同じようなご相談を立て続けにいただくことがあります。今日はそんな刈払機のトラブルのお話です。
「草を刈っていたらナイロンコードが出てこなくなった」「新しいコードに交換したばかりなのに、あっという間に切れてしまう」——刈払機の修理でこの相談は本当に多いです。実はどちらも原因はコード自体ではなく、ヘッド内部の使い方や消耗にあることがほとんどです。今回はコードが出ない・すぐ切れる原因と、自分でできる対処法を整備士さんに聞いてきました。
💡 ナイロンコード式とは
刈払機の刈刃には、金属のチップソーを使うタイプと、樹脂製のナイロンコードを高速回転させて草を刈るタイプがあります。ナイロンコード式は石やコンクリートの縁など硬いものに当たっても刃こぼれしにくく、庭先や花壇まわりの手入れに向いています。ヘッド内部にコードが巻かれたリールが入っていて、使うたびに少しずつコードが送り出される仕組みです。
コードが出てこない主な原因
▌ よくある原因
- コード同士が絡まっている——巻き方が乱れていたり、湿気で貼りついていると送り出しが止まる
- リール内に土や草くずが詰まっている——ヘッドを開けると中に緑色の草くずが固まっていることがよくある
- コードの巻き残りが少ない——残量が減るとバネの力が弱まり、遠心力で送り出す力が足りなくなる
- 送り出しボタン(バンプ式)の反応が悪い——地面に軽く叩きつけて送るタイプは、内部のツメが摩耗すると反応しづらくなる
持ち込まれる機体の多くは、実はヘッドを開けて巻き直すだけで直ります。無理に引っ張り出そうとするとバネやツメを壊してしまうことがあるので、送り出しが硬いと感じたら一度作業を止めて中を確認するのがおすすめです。

コードがすぐ切れる主な原因
▌ よくある原因
- コードの太さが機体に合っていない——細すぎるコードは高回転で切れやすく、太すぎるとモーターに負担がかかる
- ブロックや縁石に強く当ててしまっている——硬いものへの接触が続くと摩耗が早まる
- 古いコードを使っている——ナイロンは紫外線や乾燥で徐々に劣化し、パリパリと割れやすくなる
- 回転数が高すぎる設定で使っている——必要以上にスロットルを開けていると摩耗が早い
コードの太さは取扱説明書に適合サイズが書かれていることが多いので、購入の際は必ず機種を伝えて選んでもらうのが安心です。適合サイズを誤ると切れやすさだけでなく、モーターへの負担にもつながります。
自分でできる対処法
絡まりや詰まりが原因なら、ヘッドのカバーを外してコードを一度すべて出し、向きを揃えて巻き直すだけで改善することが多いです。ヘッド内部に草くずが溜まっていたら、ブラシや布で軽く掃除してから巻き直してください。バネやツメが摩耗して反応が悪い場合は部品交換になりますが、ヘッドごと交換したほうが早いケースもあります。

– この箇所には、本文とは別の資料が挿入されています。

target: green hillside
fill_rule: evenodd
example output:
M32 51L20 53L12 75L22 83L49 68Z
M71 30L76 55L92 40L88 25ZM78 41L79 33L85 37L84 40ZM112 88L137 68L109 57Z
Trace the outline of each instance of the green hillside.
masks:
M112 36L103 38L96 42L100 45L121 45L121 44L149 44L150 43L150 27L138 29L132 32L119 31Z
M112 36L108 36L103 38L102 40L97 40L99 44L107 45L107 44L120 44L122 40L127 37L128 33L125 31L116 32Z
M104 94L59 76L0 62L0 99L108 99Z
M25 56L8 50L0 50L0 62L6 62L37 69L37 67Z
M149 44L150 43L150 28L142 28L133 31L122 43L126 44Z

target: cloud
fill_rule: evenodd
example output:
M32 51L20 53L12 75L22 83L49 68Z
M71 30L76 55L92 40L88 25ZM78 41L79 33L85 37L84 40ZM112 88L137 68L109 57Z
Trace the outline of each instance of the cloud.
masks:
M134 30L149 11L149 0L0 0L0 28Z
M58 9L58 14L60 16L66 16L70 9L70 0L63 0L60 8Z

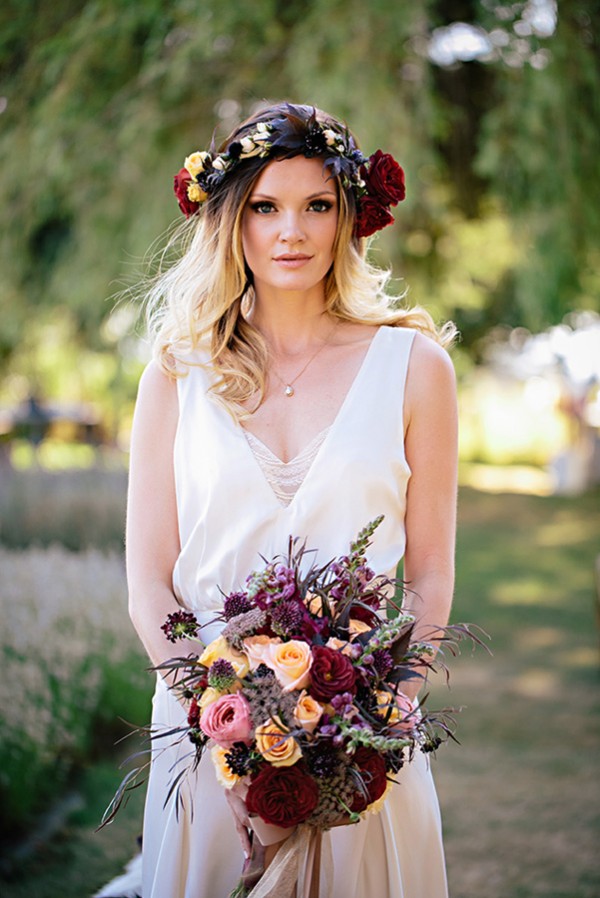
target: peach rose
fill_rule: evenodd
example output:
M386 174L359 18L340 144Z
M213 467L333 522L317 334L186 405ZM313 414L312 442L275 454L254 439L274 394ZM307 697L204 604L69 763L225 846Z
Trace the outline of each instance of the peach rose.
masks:
M235 784L239 783L242 777L238 776L237 773L234 773L233 770L229 768L229 765L225 760L226 754L227 749L223 748L222 745L214 745L210 750L210 756L215 765L217 780L225 789L233 789Z
M264 663L274 671L284 692L308 686L312 662L310 646L299 639L290 639L279 645L271 643L264 658Z
M323 705L320 705L312 695L307 693L306 689L303 689L294 709L294 720L298 726L301 726L307 733L312 733L322 714Z
M360 636L361 633L369 633L372 629L373 627L370 627L369 624L365 624L363 620L357 620L355 617L351 617L348 623L351 636Z
M217 636L216 639L213 639L206 646L198 660L205 667L210 667L217 658L225 658L227 661L230 661L238 677L245 677L250 670L246 655L229 645L224 636Z
M351 655L352 654L352 644L346 642L345 639L338 639L337 636L330 636L325 645L330 649L335 649L336 652L341 652L342 655Z
M279 636L248 636L243 640L244 651L248 656L250 670L254 671L259 664L266 664L265 655L269 646L273 643L279 644L281 639Z
M291 767L302 757L300 746L278 717L256 730L256 748L274 767Z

Q. コードの太さが分からない場合はどうすればいいですか?
A. 機種名や型式が分かれば適合サイズをお調べできます。今使っているコードの切れ端を持ってきていただいても照合できます。
Q. 自分で巻き直しても直らないときはどうすれば?
A. バネやツメなど内部部品の破損の可能性があります。無理に分解を進めず、農機具屋にご相談ください。
Q. チップソーとどちらを選べばいいですか?
A. 石やブロックの近くを刈ることが多い方はナイロンコード、広い畑や畦道を効率よく刈りたい方はチップソーが向いています。用途を教えていただければご案内できます。
📝 まとめ
- コードが出ない原因は絡まり・詰まり・残量不足・送り出し部品の摩耗が多い
- コードがすぐ切れる原因は太さの不適合・硬いものへの接触・劣化・回転数の設定
- ヘッドを開けて巻き直すだけで直ることが多いが、無理に引っ張らない
- 部品の破損が疑われる場合は自分で分解を進めず農機具屋へ相談を
同じトラブルでも、原因がコードそのものとは限らないのだと知りました。私もまだまだ事務見習いですが、電話でこうしたご相談を受けたときは今日の話を思い出してお答えしたいです。